Coconut Milk & Palm Sugar Ice Cream

2 cups heavy cream

1.25 cups coconut milk

150 grams coconut palm sugar (3/4 Cup plus 2 tablespoons)

1/2 tsp sea salt

6 large egg yolks

Directions

Pour cream and 110 g of the sugar into a pot on medium heat (many suggest using a double boiler but I never do!). I do however take care to never leave the custard while making it.

Meanwhile prepare a bowl with a sieve ready for straining the custard.

In another bowl, whisk the egg yolks and remaining coconut sugar with the egg yolks.
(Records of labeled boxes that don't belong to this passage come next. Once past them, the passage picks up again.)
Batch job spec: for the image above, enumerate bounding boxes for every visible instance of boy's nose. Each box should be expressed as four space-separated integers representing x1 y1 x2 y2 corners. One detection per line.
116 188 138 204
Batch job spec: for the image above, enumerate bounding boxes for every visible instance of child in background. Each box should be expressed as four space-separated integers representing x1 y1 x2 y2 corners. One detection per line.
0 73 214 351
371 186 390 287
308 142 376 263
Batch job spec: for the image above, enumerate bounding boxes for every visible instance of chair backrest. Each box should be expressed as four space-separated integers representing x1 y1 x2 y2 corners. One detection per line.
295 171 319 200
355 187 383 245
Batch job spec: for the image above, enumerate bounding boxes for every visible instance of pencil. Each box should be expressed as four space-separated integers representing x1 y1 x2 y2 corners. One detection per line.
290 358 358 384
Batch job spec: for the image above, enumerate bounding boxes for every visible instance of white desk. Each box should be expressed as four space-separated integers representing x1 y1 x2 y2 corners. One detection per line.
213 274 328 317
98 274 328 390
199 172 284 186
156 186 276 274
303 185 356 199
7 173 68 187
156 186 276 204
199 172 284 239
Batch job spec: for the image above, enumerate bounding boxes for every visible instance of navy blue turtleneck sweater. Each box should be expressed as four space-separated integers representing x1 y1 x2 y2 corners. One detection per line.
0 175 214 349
Slowly add a 1/4 cup of the hot steaming cream to the egg yolk mixture to temper the eggs. Once you have used about half of the cream up you can pour the yolk mixture into the cream on the stove, stirring continuously.
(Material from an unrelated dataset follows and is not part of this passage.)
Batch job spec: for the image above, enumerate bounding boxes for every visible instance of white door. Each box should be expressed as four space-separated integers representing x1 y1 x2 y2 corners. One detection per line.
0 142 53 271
Bring custard up to 170F. Then strain the mixture through the sieve. Place bowl over an ice bath and stir to cool the custard before placing it into the refrigerator. Cover and let cool at least 4 hours; preferably overnight.

When completely cool, pour it into the frozen ice cream mixing bowl and process as per manufacturers directions.

Transfer ice cream to a chilled container. Or eat while still “soft serve”. Is should keep easily for 7 days without getting icy. But I doubt it will last that long.